Лютер снова сунул руку в полость живота и рывком выдернул внутренности, все сразу. Сунул внутренности в бумажный мешок, а тем временем другие охотники принялись приводить тушу в порядок, окатили ее из шланга, натерли солью, перевернули и уложили так, чтобы кровь стекала на снятую с животного шкуру.
— Что вы с ней будете делать? — спросил Молочник.
— Съедим.
Павлин стремительно взмыл в воздух и опустился на крышу синего «бьюика».
Молочник взглянул на голову рыси. Язык лежал во рту безвредный, как в бутерброде. Лишь глаза еще таили угрозу нынешней ночи.
Невзирая на голод, он почти не прикоснулся к завтраку, состряпанному Вернелл, только поковырял немного яичницу, маисовую кашу, печеные яблоки, залпом выпил кофе и все время без умолку говорил. Тем более, что ему нужно было как-то подобраться к цели своего приезда в Шалимар.
— Вы знаете, мой дедушка, родом из этих мест. И бабушка тоже.
— Да ну? Из наших мест? А как их звали, твоего деда с бабкой?
— Девичьей фамилии бабки я не знаю, а имя ее — Пой. Слыхал кто-нибудь из вас такое имя? Они покачали головами.
— Пой? Нет. Такого имени мы никогда не слыхали.
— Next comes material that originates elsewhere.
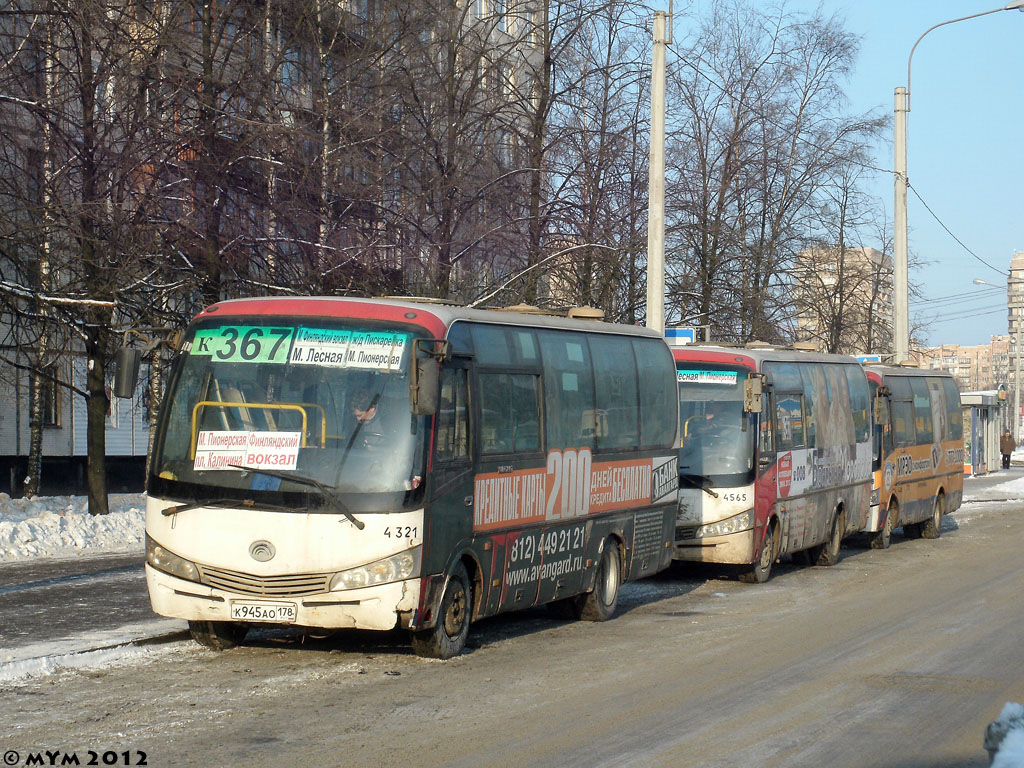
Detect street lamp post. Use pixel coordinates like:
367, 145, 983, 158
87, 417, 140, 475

— Одно время где-то тут моя тетка жила. Зовут ее Пилат. Пилат Помер. Может, кто из вас слышал о ней?
— Ха! Похоже на заголовок в газете: «Пилот помер». Она что, умела водить самолет?
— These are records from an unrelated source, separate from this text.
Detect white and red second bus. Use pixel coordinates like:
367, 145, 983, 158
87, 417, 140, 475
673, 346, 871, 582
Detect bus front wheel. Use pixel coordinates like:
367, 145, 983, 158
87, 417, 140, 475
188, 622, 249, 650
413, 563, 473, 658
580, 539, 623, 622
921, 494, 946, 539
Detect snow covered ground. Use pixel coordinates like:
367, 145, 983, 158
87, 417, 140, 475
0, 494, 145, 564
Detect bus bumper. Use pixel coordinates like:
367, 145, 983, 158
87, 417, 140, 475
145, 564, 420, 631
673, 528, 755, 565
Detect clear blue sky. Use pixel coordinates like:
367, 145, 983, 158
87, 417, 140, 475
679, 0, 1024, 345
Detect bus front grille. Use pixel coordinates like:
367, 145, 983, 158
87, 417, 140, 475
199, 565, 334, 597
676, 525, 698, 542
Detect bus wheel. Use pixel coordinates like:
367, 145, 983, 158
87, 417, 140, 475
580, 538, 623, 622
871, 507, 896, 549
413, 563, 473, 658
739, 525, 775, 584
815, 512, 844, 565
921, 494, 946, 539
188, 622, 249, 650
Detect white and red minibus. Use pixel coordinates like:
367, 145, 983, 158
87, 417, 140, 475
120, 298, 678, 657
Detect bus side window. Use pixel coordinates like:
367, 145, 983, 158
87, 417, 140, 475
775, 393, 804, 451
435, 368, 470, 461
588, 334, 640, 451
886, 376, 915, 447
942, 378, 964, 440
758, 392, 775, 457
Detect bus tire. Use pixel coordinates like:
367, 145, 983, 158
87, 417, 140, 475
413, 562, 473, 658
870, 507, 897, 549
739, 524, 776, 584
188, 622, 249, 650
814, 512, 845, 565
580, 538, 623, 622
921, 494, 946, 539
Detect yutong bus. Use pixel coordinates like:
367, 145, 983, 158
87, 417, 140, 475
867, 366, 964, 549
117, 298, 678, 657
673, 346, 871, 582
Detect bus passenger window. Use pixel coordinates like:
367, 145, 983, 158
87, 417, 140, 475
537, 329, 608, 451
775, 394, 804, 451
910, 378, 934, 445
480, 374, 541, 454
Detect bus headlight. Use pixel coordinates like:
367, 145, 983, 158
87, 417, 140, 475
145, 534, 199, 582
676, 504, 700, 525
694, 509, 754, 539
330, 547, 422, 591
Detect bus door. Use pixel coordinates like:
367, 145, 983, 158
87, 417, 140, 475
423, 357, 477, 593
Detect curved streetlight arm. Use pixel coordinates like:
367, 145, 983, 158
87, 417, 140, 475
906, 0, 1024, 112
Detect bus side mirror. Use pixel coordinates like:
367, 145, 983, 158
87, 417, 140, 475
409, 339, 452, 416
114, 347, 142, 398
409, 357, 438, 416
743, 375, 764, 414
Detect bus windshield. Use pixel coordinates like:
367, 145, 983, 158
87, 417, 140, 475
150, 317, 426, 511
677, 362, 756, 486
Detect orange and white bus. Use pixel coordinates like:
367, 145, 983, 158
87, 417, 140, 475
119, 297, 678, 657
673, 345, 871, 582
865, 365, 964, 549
— Да не так. Пил-а-тэ. Пилат.
— Пи-ла-тэ. Это, наверное, пишется: «Пил, а ты»? — сказал Малыш.
— Ничего подобного, диггер. При чем тут «пил», при чем «а ты»? Имя Пилат есть в Библии, балда.
— Он не читает Библию.
— Он ничего не читает.:
— Он не умеет читать.
Они подначивали Малыша, пока Вернелл их не перебила:
— Тише вы. Ты сказал, Пой? — повернулась она к Молочнику.
— Точно. Пой.
— По-моему, так звали девочку, с которой моя бабушка играла в детстве. Я запомнила имя, больно уж красивое. Моя бабуся все время о ней вспоминала. Вроде бы родители той девочки сердились, что она играет с цветными детишками, и потому та девочка и моя бабуся всегда норовили удрать, то на рыбалку, то по ягоды. Понял? Они тайком дружили, эти девочки. — Вернелл внимательно оглядела Молочника. — Эта девочка по имени Пой была светлокожая, с прямыми черными волосами.
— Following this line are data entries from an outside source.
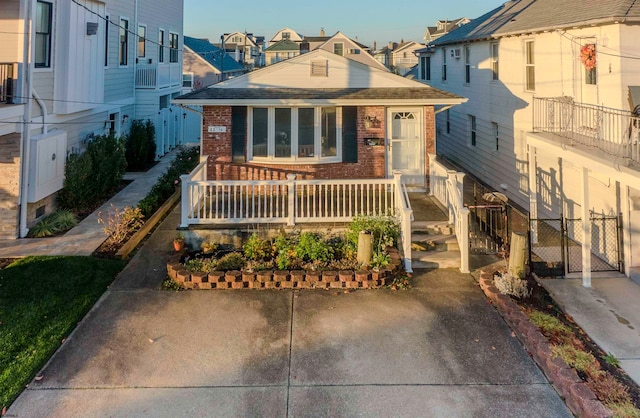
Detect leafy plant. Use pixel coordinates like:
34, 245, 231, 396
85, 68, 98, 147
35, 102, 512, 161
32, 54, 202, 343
242, 232, 271, 260
293, 232, 333, 261
29, 209, 78, 238
58, 134, 126, 213
216, 253, 245, 270
493, 273, 531, 298
125, 120, 156, 171
601, 353, 620, 367
98, 204, 144, 244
— Это она! — сказал Молочник. — Она была метиска или индианка.
Вернелл кивнула.
— Индианка, да. Дочка старой Хедди. Хедди была женщина неплохая, но ей не нравилось, когда ее дочь играла с неграми. Как никак она из Бердов.
— Из кого?
— Из Бердов. Семейство Бердов, они жили по ту сторону горы. Возле Соломонова утеса.
— В самом деле? — удивился один из мужчин. — Она, значит, Сьюзен Берд родней приходится?
— То-то и оно. Из их семьи. Они, Берды, никогда цветных не обожали. И Сьюзен такая.
— Они до сих пор тут живут? — спросил Молочник.
— Сьюзен тут живет. Сразу за горой. Ее дом там единственный с кирпичным фасадом. Она одна теперь живет. Остальные все уехали.
— Я доберусь туда пешком? — спросил он.
— Туда, пожалуй, почти всякий доберется, — сказал Омар. — Но после этой ночи я бы тебе не советовал. — Он захохотал.
— Ну, а на машине туда можно проехать?
— Часть пути наверняка проедешь. Но там дальше, за горой, дорога больно узкая и грязища, — сказала Вернелл. — Верхом, может, и проберешься, а на машине — нет.
— Я доберусь туда. Пусть хоть неделю ухлопаю, а доберусь, — сказал Молочник.
— Только не бери с собой ружье. — Кальвин налил кофе в блюдечко, чтобы остыло. — Тогда с тобой ничего не случится. — Все опять захохотали.
Но Молочнику было совсем не смешно. Гитара бродит где-то рядом, и, поскольку ему, кажется, доподлинно известно все, что Молочник делает или собирается сделать, он, разумеется, узнает и о его намерении пойти в горы. Он потрогал распухшую шею. Нет уж, без ружья он никуда не пойдет.
— Тебе бы отдохнуть перед тем, как тебя снова понесет невесть куда, — сказал Омар, внимательно посмотрев на него. — Тут немного дальше по дороге живет одна очень симпатичная дамочка. Зайди к ней в гости, она примет тебя, да еще за честь почтет. — Он бросил на Молочника многозначительный взгляд. — Хорошенькая женщина, между прочим. Просто красивая. — Вернелл насупилась, Молочник улыбнулся. Надеюсь, у нее найдется револьвер, подумал он.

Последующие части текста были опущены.